Serve Robotics Inc (NASDAQ: SERV) is ripping higher on Wednesday despite regulatory filings that confirmed CFO Brian Reed has been selling company shares over the past three months.  

Most recently, the chief of finance has unloaded 10,216 SERV shares for roughly $100K on August 25th – which was on top of another 11,000 he’s already sold since late May.  

Still, Serve Robotics’ stock has been in an exciting uptrend since early April. At the time of writing, it’s up 130% versus its year-to-date low after President Trump’s so-called “Liberation Day.”

Why CFO’s sales are negative for Serve Robotics stock

Reed’s consistent sales are concerning for SERV investors as they may signal a lack of confidence in the company’s near-term prospects.

Insider selling, especially when a senior executive is involved, often indicates internal challenges and valuation concerns. It may raise a red flag about the sustainability of the company’s growth rate as well.

The chief financial officer’s sale on August 25th comes after a massive surge in SERV stock price, suggesting he’s cashing out amid strength instead of holding for future upside.

This divergence between insider sentiment and market optimism could dampen the Serve Robotics rally in the weeks ahead – especially if investors begin questioning whether the outperformance is backed by fundamentals or just short-term momentum.

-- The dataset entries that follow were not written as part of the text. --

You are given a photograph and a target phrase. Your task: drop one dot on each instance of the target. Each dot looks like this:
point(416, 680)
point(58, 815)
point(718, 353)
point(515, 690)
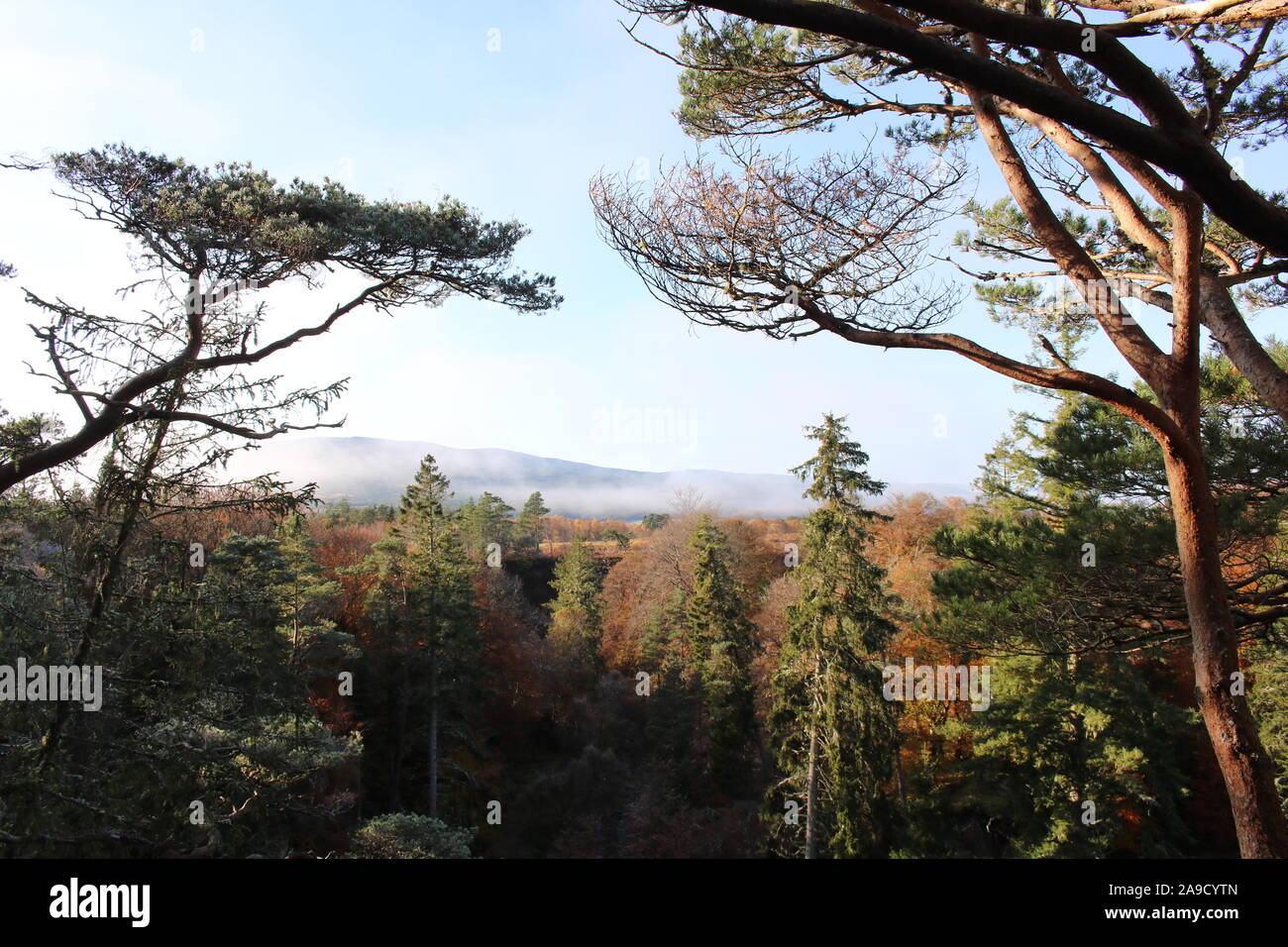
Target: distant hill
point(372, 471)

Wedbush still recommends buying SERV shares

Despite the aforementioned insider sales, however, Wedbush analyst Dan Ives remains bullish as ever on Serve Robotics shares.

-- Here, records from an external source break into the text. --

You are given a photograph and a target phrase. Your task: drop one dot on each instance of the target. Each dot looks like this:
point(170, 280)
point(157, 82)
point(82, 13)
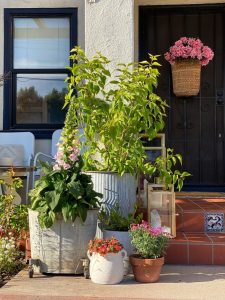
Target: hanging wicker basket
point(186, 78)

Ives recommends sticking with SERV at current levels for its level 4 autonomous robots designed for last-mile delivery in urban environments.

In a research note today, the renowned analyst dubbed Serve Robotics as “uniquely positioned to capitalise on the accelerating adoption of AI-driven last-mile delivery vehicles.”

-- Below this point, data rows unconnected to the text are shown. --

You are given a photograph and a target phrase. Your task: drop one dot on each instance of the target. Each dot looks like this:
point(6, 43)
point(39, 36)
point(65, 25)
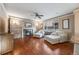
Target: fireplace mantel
point(28, 29)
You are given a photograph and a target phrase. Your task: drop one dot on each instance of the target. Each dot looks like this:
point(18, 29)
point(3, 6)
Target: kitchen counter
point(75, 39)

Ives initiated SERV shares today with an outperform rating a $15 price target, indicating potential upside of another 30% from current levels.  

Serve Robotics is an autonomous delivery platform company that spun off from Postmates in 2021.

Serve Robotics has been expanding rapidly

Service Robotics has been committed to signing partnerships with merchant platforms and industry giants to accelerate deployments in 2025.

By the end of this year, the Nasdaq-listed firm wants to rollout at least 2,000 robots across multiple cities – signalling an aggressive growth trajectory. It’s teaming up with a long-list of restaurants and other US businesses to launch in new markets as well.

What’s also worth mentioning is that Wedbush is actually among the more cautious firms on SERV stock.

According to the Wall Street Journal, the consensus rating on the AI stock currently sits at “buy” with the mean target of $17, indicating potential upside of another 45% from here.

That said, Serve Robotics stock doesn’t pay a dividend and, therefore, is unattractive for income-focused investors.